Detecting the often fatal condition before an aneurysm bursts would save both lives and health-care dollars, the organization said.
"When you look at all patients, about 80 per cent of those that rupture their aneurysms will die," said Dr. Thomas Lindsay, a vascular surgeon at Toronto's University Health Network and a spokesperson for the society.
"Whereas if you fix it electively, the mortality ... it's just less than five per cent."
The society is proposing that all men in the 65 to 74 age group as well as high-risk women undergo a one-time screening. (Screening involves checking seemingly healthy people for a condition in the hopes of taking early corrective action.)
Those found to have enlarged abdominal aortic arteries would be checked on an ongoing basis and would be offered the chance to have the problem surgically repaired if it expanded to a set size.
Abdominal aortic aneurysms occur in about five per cent of older men and just under one per cent of women in this age group. But women who smoked or have a family history of the condition are considered to be at elevated risk and it is those women the vascular surgeons say should be screened.
This type of aneurysm is four to five times more common in people who have smoked than in non-smokers.

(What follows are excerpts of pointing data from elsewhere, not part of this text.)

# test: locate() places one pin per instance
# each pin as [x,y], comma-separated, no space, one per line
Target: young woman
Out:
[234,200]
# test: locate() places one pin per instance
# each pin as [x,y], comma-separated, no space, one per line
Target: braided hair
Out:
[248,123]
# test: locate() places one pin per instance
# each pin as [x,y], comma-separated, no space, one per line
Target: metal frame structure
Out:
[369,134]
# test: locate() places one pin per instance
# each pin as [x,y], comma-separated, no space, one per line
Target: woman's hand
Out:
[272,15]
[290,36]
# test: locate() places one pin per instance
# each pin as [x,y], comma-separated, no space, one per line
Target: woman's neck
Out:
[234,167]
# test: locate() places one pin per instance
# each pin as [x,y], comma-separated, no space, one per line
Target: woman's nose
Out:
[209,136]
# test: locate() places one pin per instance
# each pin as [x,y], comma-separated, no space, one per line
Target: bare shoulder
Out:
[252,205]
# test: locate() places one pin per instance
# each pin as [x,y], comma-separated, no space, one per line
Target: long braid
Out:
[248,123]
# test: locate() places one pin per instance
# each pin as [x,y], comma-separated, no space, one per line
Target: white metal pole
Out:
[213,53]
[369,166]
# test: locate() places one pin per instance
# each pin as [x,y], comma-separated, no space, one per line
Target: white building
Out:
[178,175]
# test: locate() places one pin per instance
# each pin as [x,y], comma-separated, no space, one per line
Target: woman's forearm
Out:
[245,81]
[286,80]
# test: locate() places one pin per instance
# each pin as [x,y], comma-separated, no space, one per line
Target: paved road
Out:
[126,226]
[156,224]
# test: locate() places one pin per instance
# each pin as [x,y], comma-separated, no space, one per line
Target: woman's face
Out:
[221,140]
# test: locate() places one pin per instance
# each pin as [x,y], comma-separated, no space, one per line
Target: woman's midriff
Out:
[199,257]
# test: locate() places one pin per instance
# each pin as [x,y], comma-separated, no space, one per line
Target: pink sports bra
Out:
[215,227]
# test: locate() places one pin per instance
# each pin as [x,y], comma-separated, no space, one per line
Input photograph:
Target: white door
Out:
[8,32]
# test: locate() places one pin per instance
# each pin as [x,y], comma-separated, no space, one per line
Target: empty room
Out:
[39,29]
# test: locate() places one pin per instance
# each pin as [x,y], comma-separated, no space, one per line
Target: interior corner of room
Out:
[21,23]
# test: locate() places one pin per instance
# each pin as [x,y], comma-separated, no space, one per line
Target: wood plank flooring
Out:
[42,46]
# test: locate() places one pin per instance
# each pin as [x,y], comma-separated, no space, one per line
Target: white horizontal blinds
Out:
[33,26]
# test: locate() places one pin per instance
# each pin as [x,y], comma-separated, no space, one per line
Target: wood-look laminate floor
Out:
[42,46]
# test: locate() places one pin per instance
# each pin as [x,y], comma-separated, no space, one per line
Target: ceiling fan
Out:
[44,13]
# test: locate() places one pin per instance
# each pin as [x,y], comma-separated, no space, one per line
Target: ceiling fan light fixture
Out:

Screening is done by using an ultrasound to gauge the size of the abdominal aorta, the main blood vessel in the stomach. The procedure costs less than $55, the society said.
As people age, the risk increases that the abdominal aorta will balloon, and even eventually burst.
An abdominal aortic aneurysm — the condition that is reported to have killed Albert Einstein — is a medical emergency. Even people who make it to hospital run a high risk of dying, said Lindsay, who noted that in Ontario about 40 per cent of people who undergo surgery to repair a ruptured abdominal aorta don't survive, reports CBC News.
Clinical trials suggest screening older men at risk of an aneurysm is a cost-effective program, said Dr. Frank Lederle, a specialist in internal medicine and director of the Veterans Affairs Center for Epidemiological and Clinical Research in Minneapolis, Minn.
The trials did not show that it was cost-effective to screen women for the condition, he said.
But instituting a screening program would require the health-care system to handle the surge in test demands as well as the increased need for surgery to repair enlarged abdominal aortas when they are found. Lindsay admitted there might be some capacity problems if Canadian provinces and territories were to adopt screening programs. "We're probably going to need to look at resources," he said.
Lederle said programs also need to address issues of patient anxiety. Unless the messages of risk were properly framed, patients found to have enlarged abdominal aortic arteries might demand operations that they might otherwise never need to undergo. (Not all enlarged abdominal aortic arteries go on to rupture.)
"It's important to not over-treat when you screen," Lederle said. "And patient anxiety becomes a factor. So how this is portrayed and conveyed to the patient is very important."